Aber du hast mich nicht verletzt. Eher hat mich der Denkfehler gestört, der Äpfel und Birnen gleichsetzt. Mir ist da noch der alte Pythagoras eingefallen, das war auch so ein schlimmer Finger, der Leute umbringen ließ, nur weil sie nicht seiner Meinung waren. Sagt man, genau weiß man es nicht. Aber sein Lehrsatz ist eisern und besteht für alle Zeiten, und dafür lieben ihn die Leute (außer vielleicht die Schüler).
Für deinen Angelus-Silesius-Spruch bekommst du mein strahlendstes Lächeln!

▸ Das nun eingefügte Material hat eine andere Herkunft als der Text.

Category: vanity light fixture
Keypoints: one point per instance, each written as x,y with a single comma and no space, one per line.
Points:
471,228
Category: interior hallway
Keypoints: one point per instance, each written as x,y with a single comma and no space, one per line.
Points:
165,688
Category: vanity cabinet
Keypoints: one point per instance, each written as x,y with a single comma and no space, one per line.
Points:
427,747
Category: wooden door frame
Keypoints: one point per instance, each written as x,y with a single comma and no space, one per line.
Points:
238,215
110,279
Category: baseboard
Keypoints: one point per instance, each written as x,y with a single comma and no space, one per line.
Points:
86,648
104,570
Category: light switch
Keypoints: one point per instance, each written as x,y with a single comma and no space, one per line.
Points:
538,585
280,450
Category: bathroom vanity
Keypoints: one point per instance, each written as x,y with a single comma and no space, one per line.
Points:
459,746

Auch dir ein schönes Wochenende.
D. -
Nachdem ich ein halbwegs gelungenes Mittagessen hatte und leicht friedlich gestimmt bin, wollte ich meiner Bemerkung über weibliche Denkungsart eigentlich hinzufügen: "was ja auch angemessen und liebenswert sein kann", aber jetzt schlucke ich das mit dem Nachtisch zusammen runter. Mit "Gender" will ich nichts zu tun haben, das riecht nach Politik und interessiert mich nicht. Deine anderen Sätze muss ich bröckchenweise genießen, das wird eine Weile dauern. Aber doch schon so viel: Mein Goethe-Beispiel ist absichtlich als Bagatelle gewählt, weil der Autor hinter seinem Werk eine Bagatelle IST, sogar wenn es um weltanschauliche Verirrungen geht.. Dass Literatursoziologen das anders sehen, ist mir schon klar. Ich will ja auch kein Kunstwerk bewerten. Ich will es erleben, ich will es lieben oder hassen und will das mitteilen. Aber ich will gewiss nicht dauernd an den Urheber erinnert werden. Das gleiche Hickhack hat es mit Knut Hamsun gegeben, einem der größten und packendsten Erzähler überhaupt, der Maßstäbe gesetzt hat. Aber sollen wir das wirklich alles aufwärmen? Die Bibliotheken sind voll davon!